THINK Bonnie and Clyde crossed with Sid and Nancy, topped with a sprinkling of The Rocky Horror Picture Show, My Fair Lady and Madonna’s Vogue video, and you pretty much have The Bride! all covered.
Directed by Maggie Gyllenhaal and starring Jessie Buckley in the lead role as Ida, alongside Christian Bale as her forlorn love interest – Frankenstein’s monster, this is a film with everything thrown at it, and where very little sticks.
The Bride’s biggest flaw, is it is way too busy to capture our imagination, and it offers little other than cheap fleeting jollies instead of something truly meaningful or inspired. Gyllenhaal flings the whole Armitage Shanks at this tawdry calamity of a movie. She opts to show substance the door and prefers to dazzle us with an over-embellished circus where elephants and tigers run riot as the big top burns all round them.
This is a monster mash that doesn’t seem to know whether it wants to be Cruella or Joker: Folie à Deux. One thing is for certain though, this doomed gothic romance, is such a jumble that you don’t know where to be looking half the time. Equal parts gangland schmaltz and snarling Vivienne Westwood anarchic fakery – enough to light up the Brit Awards – Gyllenhaal’s grotesqueries is far too glossy and empty, devoid of any real poetry.

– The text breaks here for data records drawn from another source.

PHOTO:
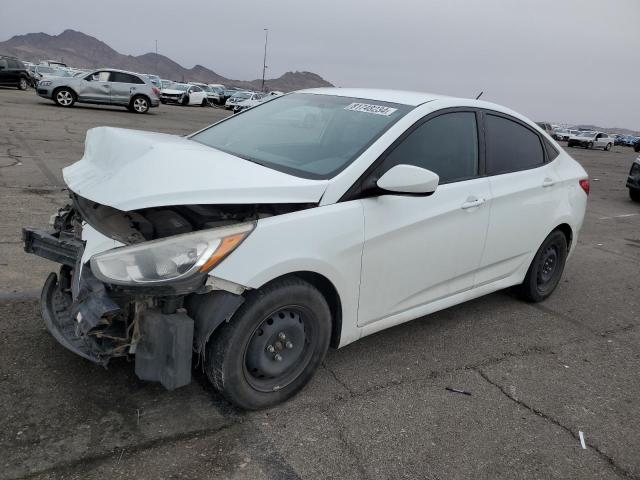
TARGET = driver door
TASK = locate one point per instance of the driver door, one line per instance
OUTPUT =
(95, 88)
(419, 249)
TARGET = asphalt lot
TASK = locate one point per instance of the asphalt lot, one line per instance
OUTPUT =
(538, 374)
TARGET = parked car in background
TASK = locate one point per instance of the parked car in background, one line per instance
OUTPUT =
(633, 180)
(43, 72)
(561, 134)
(14, 73)
(229, 92)
(245, 247)
(546, 127)
(213, 97)
(154, 79)
(591, 140)
(53, 63)
(238, 97)
(184, 94)
(104, 86)
(252, 101)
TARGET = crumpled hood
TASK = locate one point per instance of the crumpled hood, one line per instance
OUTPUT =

Set in 1930s Chicago, the film opens with groundbreaking scientist Dr Euphronious (Annette Bening) bringing a murdered young woman (Buckley), who comes off like the Windy City’s answer to Eliza Doolittle, back to life to be a companion for Frankenstein’s monster.
Buckley is brilliant as the foul-mouthed floozie possessed by Mary Shelley and is joined by a stellar cast including the likes of Jake Gyllenhaal, Peter Saarsgard, and Penelope Cruz.
Sadly though, this big showy production proves nothing more than a hysterical abomination in real need of the electric shock treatment.